Feature Summary Statistics — feature

This function estimates feature statistics for samples in a matrix of 'omics features.

Usage

feature_summary(
  omiprep,
  source_layer = "input",
  outlier_udist = 5,
  tree_cut_height = 0.5,
  feature_selection = "max_var_exp",
  sample_ids = NULL,
  feature_ids = NULL,
  features_exclude = NULL,
  output = "data.frame",
  cores = NULL,
  fast = FALSE
)

## S7 method for class <omiprep::Omiprep>
feature_summary(
  omiprep,
  source_layer = "input",
  outlier_udist = 5,
  tree_cut_height = 0.5,
  feature_selection = "max_var_exp",
  sample_ids = NULL,
  feature_ids = NULL,
  features_exclude = NULL,
  output = "data.frame",
  cores = NULL,
  fast = FALSE
)

Arguments

omiprep: an object of class Omiprep
source_layer: character, the data layer to summarise
outlier_udist: the unit distance in SD or IQR from the mean or median estimate, respectively outliers are identified at.
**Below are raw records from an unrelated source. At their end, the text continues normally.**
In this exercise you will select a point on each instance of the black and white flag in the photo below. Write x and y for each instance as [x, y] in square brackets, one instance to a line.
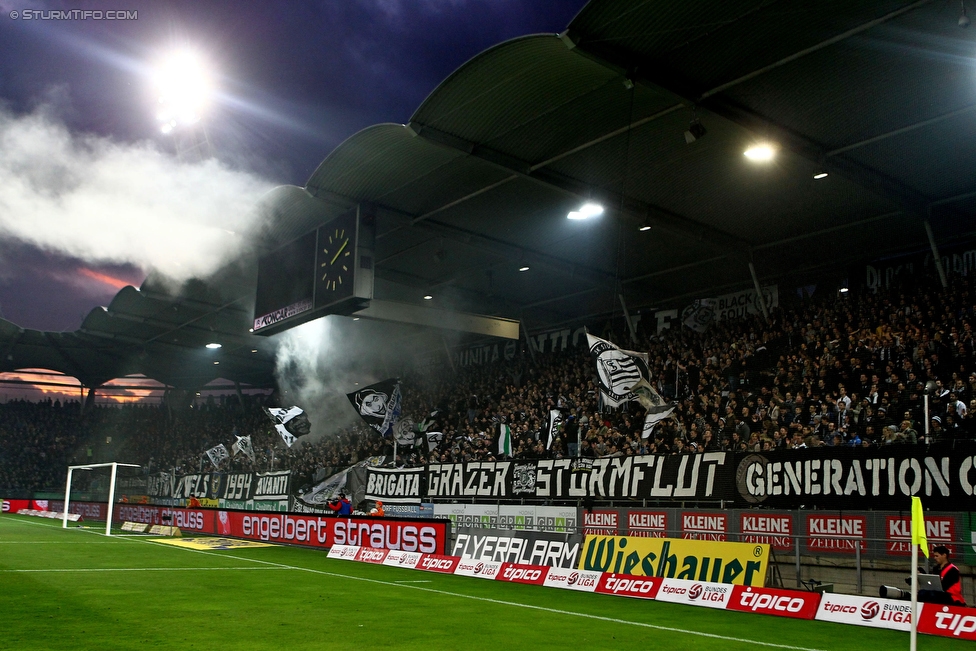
[658, 408]
[405, 432]
[243, 445]
[290, 422]
[555, 422]
[217, 454]
[433, 439]
[378, 405]
[617, 370]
Default value is 5.
tree_cut_height: numeric, the threshold for feature independence in hierarchical clustering. Default is 0.5.
feature_selection: character, either 'max_var_exp' or 'least_missingness', how to select the independent feature within clusters
sample_ids: character, vector of sample ids to work with
feature_ids: character, vector of feature ids to work with
features_exclude: character, vector of feature id indicating features to exclude from the sample and PCA summary analysis but keep in the data
output: character, type of output, either 'object' to return the updated metaboprep object, or 'data.frame' to return the data.
cores: number of cores available for parallelism; the default null will try find the maximum available cores - 1; set to 1 for linear, but potentially slow, computation of the correlation matrix.
fast: If TRUE, accelerates correlation computation by imputing missing values to the column minimum, pre-ranking all columns, and computing Pearson correlation on ranked data (approximating Spearman). Substantially faster than exact Spearman at large feature dimensions (\(p > 5000\)) but assumes missing data are missing at random. Features with high missingness will have inflated rank ties at the median (ensure these are filtered out appropriately with the missingness option). Default FALSE.